Project Stargate was an umbrella codename for a project funded by the Central Intelligence Agency (CIA). It was created in response to intelligence reports that the Soviet Union was engaging in psychic research, according to the Federation of American Scientists (FAS).

Stargate, which was given several codenames between 1972 and 1995, employed “remote viewing,” a technique that uses powers of the mind to view distant scenes and individuals.

Started at the Stanford Research Institute in California in 1972, the project—originally called SCANATE, or scan by coordinate—consisted of gifted or talented individuals selected by the SRI that would be trained in psychic warfare. A minimum of 65 percent accuracy was desired, but higher levels supposedly could be reached with training.

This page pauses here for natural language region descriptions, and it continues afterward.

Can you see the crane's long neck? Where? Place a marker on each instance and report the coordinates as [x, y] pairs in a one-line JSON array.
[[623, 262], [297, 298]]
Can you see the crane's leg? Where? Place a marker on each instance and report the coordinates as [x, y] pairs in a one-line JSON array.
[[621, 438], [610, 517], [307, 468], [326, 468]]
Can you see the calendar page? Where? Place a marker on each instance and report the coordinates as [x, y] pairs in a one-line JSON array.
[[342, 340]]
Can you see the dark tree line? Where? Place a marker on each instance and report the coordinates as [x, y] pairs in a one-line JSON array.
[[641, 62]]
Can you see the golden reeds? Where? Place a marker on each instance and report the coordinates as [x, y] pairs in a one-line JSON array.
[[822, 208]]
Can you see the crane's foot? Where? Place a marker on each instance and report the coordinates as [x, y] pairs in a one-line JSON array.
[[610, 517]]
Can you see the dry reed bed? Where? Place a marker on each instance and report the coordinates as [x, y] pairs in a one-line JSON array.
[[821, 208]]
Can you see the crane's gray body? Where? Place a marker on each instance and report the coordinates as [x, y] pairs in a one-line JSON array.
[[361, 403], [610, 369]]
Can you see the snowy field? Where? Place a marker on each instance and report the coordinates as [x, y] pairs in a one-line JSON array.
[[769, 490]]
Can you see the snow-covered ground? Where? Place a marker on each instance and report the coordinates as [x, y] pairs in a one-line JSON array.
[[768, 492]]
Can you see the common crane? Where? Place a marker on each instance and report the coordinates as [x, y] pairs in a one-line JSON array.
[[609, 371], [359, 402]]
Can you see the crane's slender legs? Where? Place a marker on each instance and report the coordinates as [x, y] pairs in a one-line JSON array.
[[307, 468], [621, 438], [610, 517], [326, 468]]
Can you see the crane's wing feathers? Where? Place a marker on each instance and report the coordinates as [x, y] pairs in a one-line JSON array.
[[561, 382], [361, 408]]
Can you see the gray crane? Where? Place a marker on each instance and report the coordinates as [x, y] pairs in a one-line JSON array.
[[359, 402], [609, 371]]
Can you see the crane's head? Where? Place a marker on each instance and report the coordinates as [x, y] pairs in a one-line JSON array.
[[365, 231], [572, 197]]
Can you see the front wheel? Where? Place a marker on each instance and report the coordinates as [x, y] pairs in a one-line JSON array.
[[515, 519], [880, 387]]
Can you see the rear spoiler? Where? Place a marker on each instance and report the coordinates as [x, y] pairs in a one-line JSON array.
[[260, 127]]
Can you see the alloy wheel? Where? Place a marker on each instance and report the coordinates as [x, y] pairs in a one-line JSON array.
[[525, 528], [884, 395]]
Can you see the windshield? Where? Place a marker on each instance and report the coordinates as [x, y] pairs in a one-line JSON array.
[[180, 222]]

As the project evolved through the 1970s, it was eventually combined with a pre-existing Army intelligence program called project “grill flame” in 1979. Operating out of Fort Meade, Md., the new group consisted of both soldiers and civilians who were considered to be psychically gifted. 

By 1983, the program expanded to include a set of instructions that, in theory, would allow anyone to be trained in remote viewing and produce reliable data. By 1984, the project had conducted hundreds of remote viewing experiments. 

Although the reported level of success of the program varies from source to source, the program allegedly had several successful sessions including locating a Soviet nuclear testing area at Semipalatinsk in 1974 and locating a downed Soviet Tu–95 bomber within several miles of the wreckage in Africa. Special Projects Intelligence Officer Joe McMoneagle said that he left the project after receiving a Legion of Merit award for providing information on 150 targets that could not be located by other means, according to the FAS.

The project continued until the mid 1990s, at which time it suffered from a series of infrastructural flaws that led to its evaluation by the American Institute for Research in 1995. After both positive and negative assessments were offered, the institute ultimately recommended the project’s termination. 

The Stargate remote viewing program files are currently available, declassified, and stored at the National Archives and Records Administration.